Regular Expressions

Learn how to use regular expressions to search, match, and manipulate text.


Regular Expressions in Python

Regular expressions (often shortened to "regex" or "regexp") are sequences of characters that define a search pattern. They are powerful tools for searching, matching, and manipulating text based on patterns. Python's re module provides a robust way to work with regular expressions.

The re Module

To use regular expressions in Python, you need to import the re module:

import re

Key Functions in the re Module

The re module provides several key functions for working with regular expressions. Here's an overview of the most commonly used ones:

re.search(pattern, string, flags=0)

The re.search() function searches the string for the first occurrence of the pattern. If the pattern is found, it returns a match object; otherwise, it returns None. The optional flags argument can be used to modify how the pattern is matched (e.g., case-insensitive matching).

Example:

 import re

text = "The quick brown fox jumps over the lazy dog."
pattern = "fox"

match = re.search(pattern, text)

if match:
    print("Pattern found:", match.group())  # Output: Pattern found: fox
    print("Start index:", match.start())    # Output: Start index: 16
    print("End index:", match.end())      # Output: End index: 19
else:
    print("Pattern not found.") 

re.match(pattern, string, flags=0)

The re.match() function attempts to match the pattern at the beginning of the string. If the pattern matches at the beginning, it returns a match object; otherwise, it returns None. Like re.search(), it also accepts optional flags.

Example:

 import re

text = "The quick brown fox jumps over the lazy dog."
pattern = "The"
pattern2 = "quick"

match = re.match(pattern, text)
match2 = re.match(pattern2, text)


if match:
    print("Pattern found at the beginning:", match.group()) # Output: Pattern found at the beginning: The
else:
    print("Pattern not found at the beginning.")           # This will be printed for quick

if match2:
    print("Pattern found at the beginning:", match2.group())
else:
    print("Pattern not found at the beginning.") 

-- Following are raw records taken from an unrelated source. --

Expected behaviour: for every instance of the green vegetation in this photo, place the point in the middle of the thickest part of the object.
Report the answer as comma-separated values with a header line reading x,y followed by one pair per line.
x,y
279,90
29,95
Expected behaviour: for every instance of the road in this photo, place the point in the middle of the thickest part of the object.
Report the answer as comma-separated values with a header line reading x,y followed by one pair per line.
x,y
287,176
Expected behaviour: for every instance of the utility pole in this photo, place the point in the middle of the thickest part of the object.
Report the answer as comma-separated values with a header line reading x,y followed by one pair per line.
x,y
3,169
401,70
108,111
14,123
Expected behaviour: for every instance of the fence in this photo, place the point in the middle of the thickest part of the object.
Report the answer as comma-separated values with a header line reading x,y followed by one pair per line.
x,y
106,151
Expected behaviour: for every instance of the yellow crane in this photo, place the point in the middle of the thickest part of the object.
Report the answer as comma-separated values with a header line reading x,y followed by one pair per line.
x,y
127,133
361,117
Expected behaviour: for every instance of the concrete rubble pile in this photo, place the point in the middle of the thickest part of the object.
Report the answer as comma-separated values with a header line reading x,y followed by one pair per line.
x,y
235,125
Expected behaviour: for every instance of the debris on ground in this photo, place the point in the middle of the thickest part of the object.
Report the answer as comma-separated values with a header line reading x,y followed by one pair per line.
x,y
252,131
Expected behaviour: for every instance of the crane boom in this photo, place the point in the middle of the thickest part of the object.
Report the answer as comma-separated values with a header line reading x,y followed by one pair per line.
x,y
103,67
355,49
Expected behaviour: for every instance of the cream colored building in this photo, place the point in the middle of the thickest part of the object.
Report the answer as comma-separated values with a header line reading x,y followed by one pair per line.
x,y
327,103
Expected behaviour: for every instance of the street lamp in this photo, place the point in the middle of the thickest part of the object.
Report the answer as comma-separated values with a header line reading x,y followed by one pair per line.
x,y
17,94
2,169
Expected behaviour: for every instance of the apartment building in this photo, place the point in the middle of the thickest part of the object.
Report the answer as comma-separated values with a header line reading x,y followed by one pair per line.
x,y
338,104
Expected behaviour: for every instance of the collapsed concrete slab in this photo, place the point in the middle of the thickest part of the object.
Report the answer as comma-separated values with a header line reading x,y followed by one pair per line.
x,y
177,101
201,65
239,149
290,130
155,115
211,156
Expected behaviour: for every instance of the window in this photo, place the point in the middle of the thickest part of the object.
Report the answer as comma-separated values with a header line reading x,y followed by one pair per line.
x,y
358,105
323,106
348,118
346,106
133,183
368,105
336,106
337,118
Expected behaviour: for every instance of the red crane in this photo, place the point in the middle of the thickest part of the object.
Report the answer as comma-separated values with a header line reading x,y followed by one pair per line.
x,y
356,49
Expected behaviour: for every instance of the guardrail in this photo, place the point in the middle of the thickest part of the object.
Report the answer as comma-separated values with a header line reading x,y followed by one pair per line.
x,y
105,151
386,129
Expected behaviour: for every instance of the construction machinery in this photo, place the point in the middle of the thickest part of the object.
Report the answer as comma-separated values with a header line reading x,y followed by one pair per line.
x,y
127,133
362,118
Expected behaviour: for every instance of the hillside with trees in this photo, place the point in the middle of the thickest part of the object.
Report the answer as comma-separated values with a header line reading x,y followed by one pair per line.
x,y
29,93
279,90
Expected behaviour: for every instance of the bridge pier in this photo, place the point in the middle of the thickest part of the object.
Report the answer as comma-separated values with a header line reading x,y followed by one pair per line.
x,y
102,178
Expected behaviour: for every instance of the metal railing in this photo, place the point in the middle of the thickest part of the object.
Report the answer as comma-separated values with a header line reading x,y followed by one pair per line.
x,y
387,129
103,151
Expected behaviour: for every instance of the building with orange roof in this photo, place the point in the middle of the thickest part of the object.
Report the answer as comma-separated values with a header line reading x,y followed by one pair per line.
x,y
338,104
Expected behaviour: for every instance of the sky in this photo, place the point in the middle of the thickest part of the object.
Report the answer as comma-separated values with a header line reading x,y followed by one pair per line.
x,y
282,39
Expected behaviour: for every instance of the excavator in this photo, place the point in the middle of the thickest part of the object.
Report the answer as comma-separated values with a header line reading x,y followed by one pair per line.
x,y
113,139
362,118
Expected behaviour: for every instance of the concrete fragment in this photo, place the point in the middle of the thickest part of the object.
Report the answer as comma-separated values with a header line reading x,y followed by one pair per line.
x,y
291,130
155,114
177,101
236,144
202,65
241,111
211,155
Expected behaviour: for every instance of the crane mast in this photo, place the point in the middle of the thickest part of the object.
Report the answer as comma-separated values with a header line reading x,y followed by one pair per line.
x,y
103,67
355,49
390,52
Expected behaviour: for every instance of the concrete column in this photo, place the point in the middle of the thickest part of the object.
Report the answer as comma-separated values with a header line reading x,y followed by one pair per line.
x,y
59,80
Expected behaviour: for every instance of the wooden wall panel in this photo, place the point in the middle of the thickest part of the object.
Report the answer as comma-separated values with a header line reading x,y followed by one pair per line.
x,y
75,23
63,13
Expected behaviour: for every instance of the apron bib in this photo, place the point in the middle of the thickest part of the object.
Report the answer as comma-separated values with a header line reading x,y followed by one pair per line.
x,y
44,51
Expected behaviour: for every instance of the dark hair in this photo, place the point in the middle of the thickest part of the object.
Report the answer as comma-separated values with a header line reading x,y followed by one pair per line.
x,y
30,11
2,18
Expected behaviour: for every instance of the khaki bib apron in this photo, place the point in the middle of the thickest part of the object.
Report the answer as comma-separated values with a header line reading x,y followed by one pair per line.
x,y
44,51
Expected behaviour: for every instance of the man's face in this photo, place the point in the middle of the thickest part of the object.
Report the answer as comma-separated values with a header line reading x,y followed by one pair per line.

re.findall(pattern, string, flags=0)

The re.findall() function returns a list of all non-overlapping matches of the pattern in the string. If the pattern contains capturing groups, it returns a list of tuples, where each tuple contains the matches for each group. If no capturing groups are present, it returns a list of the matched strings.

Example:

 import re

text = "The cat sat on the mat. Another cat is here."
pattern = "cat"

matches = re.findall(pattern, text)

print("All matches:", matches)  # Output: All matches: ['cat', 'cat']

# Example with capturing groups
text = "user1@example.com, user2@domain.net"
pattern = r"(\w+)@(\w+\.\w+)"  # Capture username and domain

matches = re.findall(pattern, text)

print("Matches with groups:", matches) #Output: Matches with groups: [('user1', 'example.com'), ('user2', 'domain.net')] 

re.sub(pattern, replacement, string, count=0, flags=0)

The re.sub() function replaces all occurrences of the pattern in the string with the replacement. The count argument specifies the maximum number of replacements to make. If count is 0 (the default), all occurrences are replaced. The replacement can be a string or a function.

Example:

 import re

text = "The quick brown fox jumps over the lazy dog."
pattern = "fox"
replacement = "wolf"

new_text = re.sub(pattern, replacement, text)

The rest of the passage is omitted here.